JONESBORO, Ga. — Channel 2 Action News has new information on part of the strategy Clayton County Sheriff Victor Hill's defense team plans to pursue.
Channel 2 investigative reporter Mark Winne, who has broken many key developments in the Hill case, says that strategy involves politics.
"The whole point today is to select a group of jurors who are fair and impartial to both
sides, and they should not feel influenced by anyone in this courtroom. And so we would ask that the court admonish the jurors to that effect," said special prosecutor Layla Zon.
Hill lawyers Steve Frey, Drew Findling and Musa Ghanayem told Winne that Hill has not wavered an iota on his claims of innocence pertaining to an indictment now pared down to 28 counts.

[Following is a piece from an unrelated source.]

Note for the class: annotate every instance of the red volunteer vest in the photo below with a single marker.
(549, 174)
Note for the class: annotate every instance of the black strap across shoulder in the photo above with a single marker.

Racketeering, false statements and theft are among those counts.
Jury selection began Monday and lawyers indicated they expect it to take several days.
One wonders if some of Frey's questions foreshadow the kind of defense they will pursue.
"Does everyone agree with me that politics and the criminal justice system should never meld?" Frey asked the court.
Findling says Hill continues to maintain
the allegations arise from political motivation, and that will play a role in the defense.
District Attorney Tracy Graham Lawson's position has been that she brought in an independent DA to prosecute as a neutral person who would review the evidence and make an independent evaluation.
Zon is the lead prosecutor in the case. She is district attorney in another circuit.
Winne got some insight about the case from former Clayton County district attorney Jewel Scott.
Scott believes the prosecution in the Hill case will have trouble finding 12 jurors who will vote the way prosecutors want them to because the jury pool comes from Clayton County voter rolls.
"My belief is that the state is going to have a really tough burden to find 12 objective jurors that are going to listen to the evidence and do what (prosecutors) want them to do, which is return a guilty verdict," Scott said.
"It comes from the voter list. The very voters that know that there was an indictment hanging over Sheriff Hill's head, that put him in office," Scott said.
Scott acknowledges she supports Hill and is on the other side of the political divide from the current district attorney, who has brought in prosecutor Zon from out of the county.
"I'm very supportive of our elected sheriff at this point," Scott said.
But Scott says politics doesn't affect her jury analysis.
The former district attorney, now defense attorney, says however the jury turns out, both sides have a good judge.